Buying the jumpsuit, I feel excited—those familiar instant gratification endorphins—and slightly sick to my stomach. It is an entirely ambivalent experience. The ill part asks how such active participation in capitalist, consumer culture can ever be justified. There are questions of class, power and exploitation. This jumpsuit is undoubtedly a product of Marxian alienated labour. Wearing it is a statement of privilege, however you slice it.
When I was at my uniformed intermediate, age 12, another student in my class asked me, “How are your socks so white?” I hadn’t noticed but when I looked, I saw that our socks were starkly different. Mine were the perfect fluffy-pencil-case white. Hers were yellowed, an unpleasant toughened cream. It was only years later that I realised the answer. How I got my socks so white was for my mother to buy new, expensive ones. The student asking the question was wearing hand-me-downs, owned by several older siblings first, and cheap to begin with. So, my socks were white. Hers were not. It created a straightforward distinction of fashion habitus. My not noticing the difference was its own kind of privilege. I didn’t even think to be sock-self-conscious as she clearly was.

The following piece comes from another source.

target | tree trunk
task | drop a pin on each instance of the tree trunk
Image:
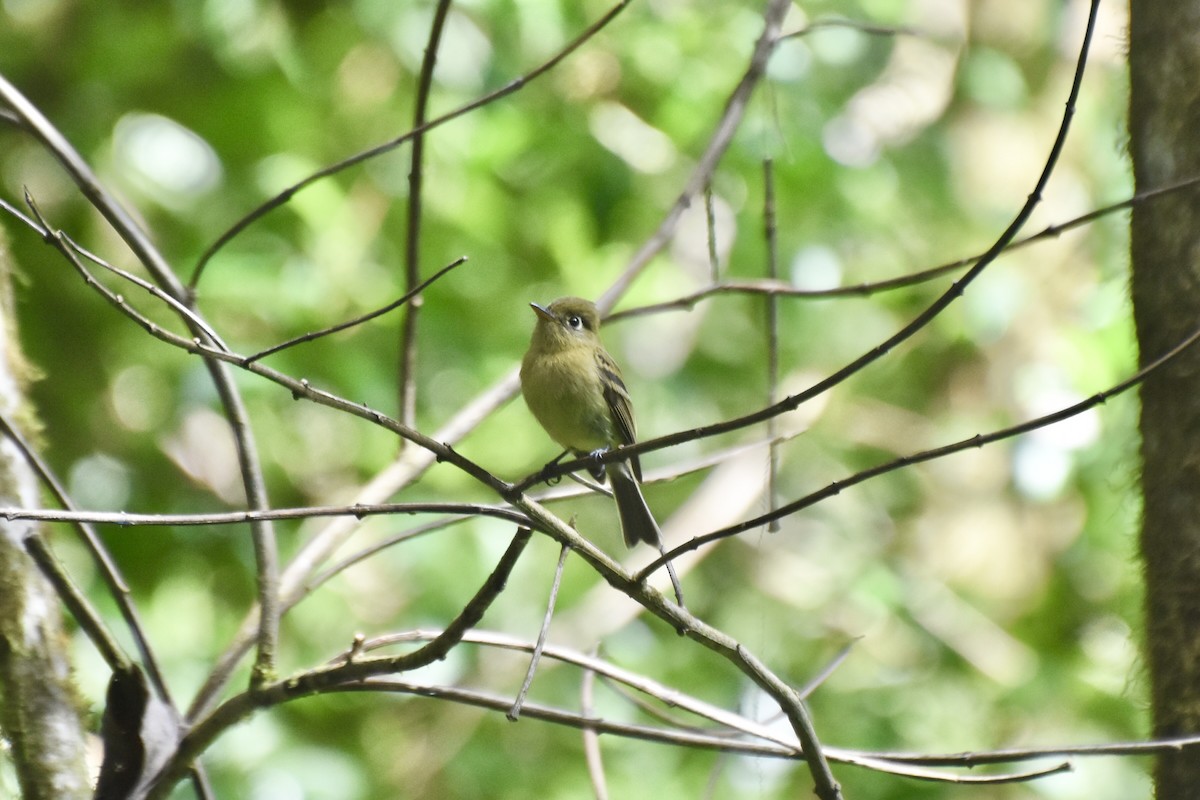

Buying this jumpsuit reminds me I am compromised. I have no option to be outside of an unethical and polluting system of production, just choices about how I skirt the boundaries. My starting point is always already being inside it. I find it unbearable to ask the question: How can I buy this jumpsuit with what I know about the state of this polluted, capitalist, unethical world?
III
Buying a Velvet Night Lover Jumpsuit is a complicated decision in an uber-consumerist era. The pleasure is real but also profoundly uneasy.
A wise friend once commented that any thinking person right now should be on anti-depressants. The same friend once loved a new denim jacket so much she slept in it. I return to both memories as an unconscious reflex time and time again. The first points to how compromised we can feel in this world; the second is a remarkable act of complete and utter pleasure. My question is how they fit together.
If joy by its very nature is unmitigated, how can it exist with this knotty tangle of feelings and thoughts and impulses to dilute it? What joy can there be in something like fashion when the planet is burning? Perhaps I should seek mine in purer places—sunsets, native trees, the idiosyncratic calls of the tūī who live in the tī kōuka trees outside our house. Pleasure is now so bound up with materialism it is impossible to extricate it.
But I opened this piece using a quote as armour. The great Woolf declaring her intrigue at her feelings about fashion. Zadie Smith takes it a step further: “I love clothes,” she says. “Love them.” I’m with her.
I will wear my velvet jumpsuit. I’ll love it. This will trouble me.